The irony is so thick you could cut it with a wooden spoon. The Democrats are trotting out every filly they have to run in the race started by Todd Akin's unfortunate comments about abortion last week. It begins to look as though Sandra Fluke (rhymes with look) is going to be the Dem's Joe the Plumber this election cycle. According to a response to a Michelle Malkin column, Fluke saw that Georgetown's insurance did not cover contraception and, "she decided to attend with the express purpose of battling this policy." If she is representative of the party, then another clear distinction between parties is being drawn.
Sandra Fluke made her debut in the news back in February when she protested the Georgetown University policy of excluding birth control from student health plans (see Washington Post.) This was in the midst of the media storm revealing that Obamacare would not give Catholic institutions an exemption from the requirement to provide birth control to employees, regardless of their long-standing opposition it.
The crux of Fluke's argument was that she represented a large body of women at Georgetown who wanted to have unrestricted access to birth control. Unless I am mistaken, the primary reason to take the pill is to prevent pregnancy, and pregnancy only happens after sexual intercourse. I think the Catholic church is also against that in extramarital circumstances. Doubtless some of the women Fluke claims to represent are married, thus avoiding the double jeopardy, but I have not found any indication that she meant to specify married women's rights, so her argument is twice flawed. She wants women to have the church-supported right to commit two sins (as defined by the Catholic church.)
While protestants agree to disagree on the ethics of birth control, there is no argument concerning sex outside of marriage: the Bible clearly says it is wrong. As Francis Fukayama insightfully suggested years ago in The End of History, easy access to effective birth control fundamentally changed society. Decoupling pregnancy from sexual coupling broke down the major barrier to non-professional female promiscuity. The subsequent lowering of resistance to and eventual wide acceptance of abortion as a method of birth control completed the revolution.
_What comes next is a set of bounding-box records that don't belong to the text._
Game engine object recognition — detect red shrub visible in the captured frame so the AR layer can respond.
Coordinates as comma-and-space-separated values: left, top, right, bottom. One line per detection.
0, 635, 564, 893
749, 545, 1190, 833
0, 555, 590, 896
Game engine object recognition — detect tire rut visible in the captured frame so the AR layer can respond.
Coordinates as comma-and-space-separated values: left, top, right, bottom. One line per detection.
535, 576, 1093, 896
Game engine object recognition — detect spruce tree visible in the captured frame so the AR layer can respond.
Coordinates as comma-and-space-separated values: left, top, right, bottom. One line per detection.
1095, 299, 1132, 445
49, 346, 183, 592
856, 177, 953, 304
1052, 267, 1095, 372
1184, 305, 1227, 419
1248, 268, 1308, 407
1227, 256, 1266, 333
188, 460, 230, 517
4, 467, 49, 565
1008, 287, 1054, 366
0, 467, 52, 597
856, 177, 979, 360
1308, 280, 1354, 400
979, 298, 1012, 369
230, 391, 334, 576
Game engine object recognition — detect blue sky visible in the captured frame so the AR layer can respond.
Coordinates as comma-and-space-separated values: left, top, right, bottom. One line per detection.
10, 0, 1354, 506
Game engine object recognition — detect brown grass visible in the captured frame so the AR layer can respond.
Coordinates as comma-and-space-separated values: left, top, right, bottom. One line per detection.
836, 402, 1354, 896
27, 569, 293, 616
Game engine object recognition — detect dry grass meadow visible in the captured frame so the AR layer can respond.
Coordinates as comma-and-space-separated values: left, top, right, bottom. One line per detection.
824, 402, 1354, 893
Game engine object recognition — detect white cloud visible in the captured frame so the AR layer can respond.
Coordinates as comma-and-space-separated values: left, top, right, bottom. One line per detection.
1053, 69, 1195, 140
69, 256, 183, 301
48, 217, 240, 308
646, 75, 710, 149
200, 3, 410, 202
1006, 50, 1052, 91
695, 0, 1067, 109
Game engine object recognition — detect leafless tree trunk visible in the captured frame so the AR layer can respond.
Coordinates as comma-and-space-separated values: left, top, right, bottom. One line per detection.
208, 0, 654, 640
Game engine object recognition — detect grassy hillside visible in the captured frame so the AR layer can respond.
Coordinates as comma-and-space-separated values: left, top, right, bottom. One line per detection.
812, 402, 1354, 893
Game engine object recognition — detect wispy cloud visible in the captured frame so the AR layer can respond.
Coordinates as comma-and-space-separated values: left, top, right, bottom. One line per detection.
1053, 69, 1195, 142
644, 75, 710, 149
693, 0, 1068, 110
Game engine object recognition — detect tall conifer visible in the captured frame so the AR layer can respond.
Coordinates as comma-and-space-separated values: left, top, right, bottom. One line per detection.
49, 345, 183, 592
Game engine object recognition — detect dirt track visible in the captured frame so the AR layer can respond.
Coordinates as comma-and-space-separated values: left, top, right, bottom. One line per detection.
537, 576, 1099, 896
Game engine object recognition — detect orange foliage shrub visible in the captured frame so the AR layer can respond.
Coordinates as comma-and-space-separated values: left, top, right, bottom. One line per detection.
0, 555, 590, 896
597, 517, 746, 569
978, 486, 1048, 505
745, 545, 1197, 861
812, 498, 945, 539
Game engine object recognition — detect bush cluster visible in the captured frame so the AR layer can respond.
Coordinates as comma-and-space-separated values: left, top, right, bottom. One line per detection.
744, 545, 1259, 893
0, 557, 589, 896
Society has arrived at the point where a woman not only can have, but according to Fluke, should be paid to have contraceptive options, making free love truly free, at least free of the emotional and financial burden of child rearing. One wonders, however, if there are not hidden costs in all this freedom. Not surprisingly, God had his reasons for sequestering sexual activity within the institution of marriage. In the same way that ignoring the law of gravity can have painful, long-term effects, flaunting the restrictions on sexual activity exact a price as well. Teen pregnancies and single-parent households, predominantly headed by women, are plaguing our society. No one can deny that these are results of sexual freedom and they cost us something.
Taking another tack, allowing men to have their choice of multiple sexual partners without committment does not raise the status of women; it lowers it. When women can dictate the terms of sexual engagement and demand commitment by the man, backed by society's moral framework, women become the real arbiters of power. But apparently the Fluke-style Democrat woman wants a different kind of freedom; she wants the freedom to have unlimited sex with any number of partners with no commitment by either participant. That is part of the Democrat platform. And it would be naive to deny that abortion is one nail in that party plank.
Progressives like to talk about abortion as a matter of women's reproductive rights. This terminology introduces a red herring: making abortion a reproductive right is the same as saying infanticide is a form of family planning. A woman's right to reproduce begins and ends with her right to control who gets into bed with her. "Not tonight , Dear; I have a headache," is supposed to be sufficient restraint for any gentleman. "Not until after the wedding," is supposed to be the societal norm, Christianly speaking. Once again, Fukayama agrees saying, "moral values and social rules are not simply arbitrary constraints on individual choice but the precondition for any kind of cooperative enterprise." Democrats don't agree.
No discussion of women's rights would be complete without a question about the rights of some 27 million women who have been murdered since 1973. That is approximately how many female fetuses have been aborted since Roe v. Wade. Forget for the moment that it is biologically, philosophically and Biblically sound to insist that human life begins at conception. If an acorns gets crushed, the forest is minus one oak tree; if a tadpole gets eaten, there will be one less frog in the pond; if an embryo, fetus or whatever one calls the product of human conception gets terminated, one less human will have the chance to breathe.
Here is the distinction: you can march with the Democrat party of Sandra Fluke, or vote Republican with someone like Michelle Malkin who chided Rush Limbaugh, but continued, "Young Sandra Fluke of Georgetown Law is not a “slut.” She’s a moocher and a tool of the Nanny State. She’s a poster girl for the rabid Planned Parenthood lobby and its eugenics-inspired foremothers." If there is a war on women, the Democrat's policies have far more "kills" than the Republicans. Anyone who still thinks the two parties are the same is not paying attention.